8 thoughts on “Guest Post: From Pulp to New Wave: “Space Episode” (1941), Leslie Perri, “Recruiting Officer” (1955), Alice Eleanor Jones, “When I Was Miss Dow” (1966), Sonya Dorman

  1. Thank you Ian for the reviews! I desperately want to read more of Sonya Dorman’s stories. I read “Splice of Life” (1966) in Orbit 1 (1966), Damon Knight — it was a fantastic SF work of body horror in a hospital ward with dubious practice… I find her “slightly off-kilter” way of telling very appealing.

  2. Pingback: Vintage SciFi Post round up! | the Little Red Reviewer

  3. Doris Marie Claire Baumgardt? She’s automatically become the best sf author EVER. Don’t know why, I guess I just like the sound of her name. Unfortunately the review of Dorman’s story seemed, at least to me, rather pointless, as I was not even sure if the reviewer even liked the story, or if the story even worked for him.

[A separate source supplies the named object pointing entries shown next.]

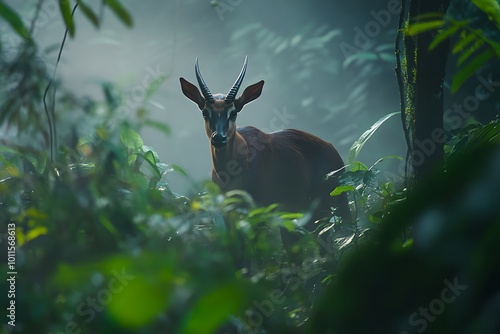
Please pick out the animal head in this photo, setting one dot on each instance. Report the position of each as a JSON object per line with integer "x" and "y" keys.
{"x": 219, "y": 111}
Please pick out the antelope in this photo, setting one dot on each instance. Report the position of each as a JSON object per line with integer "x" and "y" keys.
{"x": 286, "y": 167}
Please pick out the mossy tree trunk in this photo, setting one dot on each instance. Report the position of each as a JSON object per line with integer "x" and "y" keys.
{"x": 423, "y": 109}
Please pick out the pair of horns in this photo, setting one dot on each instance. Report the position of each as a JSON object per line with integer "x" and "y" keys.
{"x": 232, "y": 92}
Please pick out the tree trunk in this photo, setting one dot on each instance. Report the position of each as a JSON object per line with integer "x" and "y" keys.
{"x": 424, "y": 91}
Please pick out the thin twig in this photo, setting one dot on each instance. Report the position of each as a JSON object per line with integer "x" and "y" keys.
{"x": 35, "y": 17}
{"x": 51, "y": 131}
{"x": 402, "y": 91}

  4. Thank you for this. I love the cover Art. You’ve compiled and created such an incredible visual museum and resource. I appreciate it very very much. Sincerely, Jayne

  5. “I Was Miss Dow” is excellent. I found myself deeply envious of her easy, fluid writing style that balances such bits of profundity. It suggests more than explains, yet exists so seamlessly. I’m very curious about her novels, tho they seem strangely missing.